First off, hnetd was team effort - me, Pierre Pfister and Steven Barth.

Secondly, I did not particularly want to promote hnetd but 'existing 
implementations are bad, boo hoo' argument gets old and I think e.g. 
https://github.com/jech/shncpd is also quite sufficient. I use even 
https://github.com/fingon/pysyma 'in production' even now (admittedly not HNCP 
bits of it, but DNCP + SHSP :->).

On 09.11.2018, at 2.03, Ted Lemon <[email protected]> wrote:
> The issue with the code (IIRC) is that it requires cmake to compile, for no 
> obvious reason, and cmake is hard to get working, so e.g. building it on 
> MacOS X is a major porting task.   And it depends on libraries that I don't 
> have.   And there's no layering of the configuration system aspect of the 
> architecture—it just goes and bashes on interfaces and stuff (this is my 
> recollection—I haven't looked at it in a year or so).

There's some distinct parts that have well defined interfaces (as far as those 
'well defined' go in C anyway) - DNCP (dncp_*), /HNCP code (hncp_*), prefix 
assignment code (pa_*), and operating system (platform_*) are all pretty 
loosely coupled.

I have compiled the DNCP(/partial HCNP) bits on OS X with relatively minor 
modifications for my hobby project for example.

> These are not bad things that Markus did.   Markus was doing what he needed 
> to do to get it running on OpenWRT.   But these are real issues, which are 
> preventing me from using the code.   For someone who is not an HNCP expert to 
> hack on the code is difficult, and would require substantial work.   I could 
> do it, but I have other things I'm working on.   If the code were more 
> modular, I could experiment with it.   This is the problem I was trying to 
> express.

I have used it also unmodified on plain Linux number of times.
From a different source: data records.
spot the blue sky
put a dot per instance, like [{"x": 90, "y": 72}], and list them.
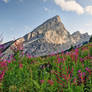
[{"x": 19, "y": 17}]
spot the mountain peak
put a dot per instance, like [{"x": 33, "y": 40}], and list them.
[{"x": 57, "y": 17}]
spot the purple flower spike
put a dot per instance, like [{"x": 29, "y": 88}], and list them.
[
  {"x": 79, "y": 71},
  {"x": 86, "y": 69}
]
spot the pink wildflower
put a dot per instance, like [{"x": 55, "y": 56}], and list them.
[
  {"x": 41, "y": 81},
  {"x": 20, "y": 65}
]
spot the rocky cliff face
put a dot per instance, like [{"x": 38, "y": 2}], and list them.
[{"x": 49, "y": 37}]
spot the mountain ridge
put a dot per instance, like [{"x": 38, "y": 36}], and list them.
[{"x": 48, "y": 38}]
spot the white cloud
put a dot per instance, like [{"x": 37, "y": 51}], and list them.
[
  {"x": 45, "y": 9},
  {"x": 44, "y": 0},
  {"x": 70, "y": 5},
  {"x": 88, "y": 9},
  {"x": 88, "y": 25},
  {"x": 5, "y": 1},
  {"x": 27, "y": 28}
]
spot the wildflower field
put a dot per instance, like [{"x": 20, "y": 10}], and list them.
[{"x": 64, "y": 72}]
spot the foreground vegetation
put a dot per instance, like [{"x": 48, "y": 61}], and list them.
[{"x": 65, "y": 72}]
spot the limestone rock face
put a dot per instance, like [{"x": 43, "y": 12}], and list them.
[{"x": 49, "y": 37}]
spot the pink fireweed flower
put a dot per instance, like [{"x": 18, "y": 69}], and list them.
[
  {"x": 41, "y": 81},
  {"x": 79, "y": 71},
  {"x": 28, "y": 55},
  {"x": 20, "y": 65},
  {"x": 1, "y": 75},
  {"x": 86, "y": 68},
  {"x": 50, "y": 82},
  {"x": 59, "y": 60},
  {"x": 9, "y": 61}
]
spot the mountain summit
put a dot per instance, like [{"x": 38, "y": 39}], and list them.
[{"x": 49, "y": 37}]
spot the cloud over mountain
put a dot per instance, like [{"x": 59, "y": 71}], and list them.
[{"x": 70, "y": 5}]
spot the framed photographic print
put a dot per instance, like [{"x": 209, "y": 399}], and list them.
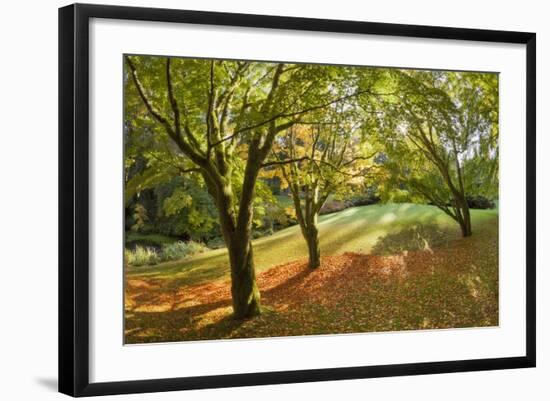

If you want to 
use it on something more esotreic, I could bet on OS X port being doable but as 
lots of HNCP value comes from interfacing with system servers, I do not see 
anyone writing platform interface for it.

I am curious about what 'more modular' code looks like. Separate DLLs? Single 
function call API between modules? Possibly made out of Lego bricks?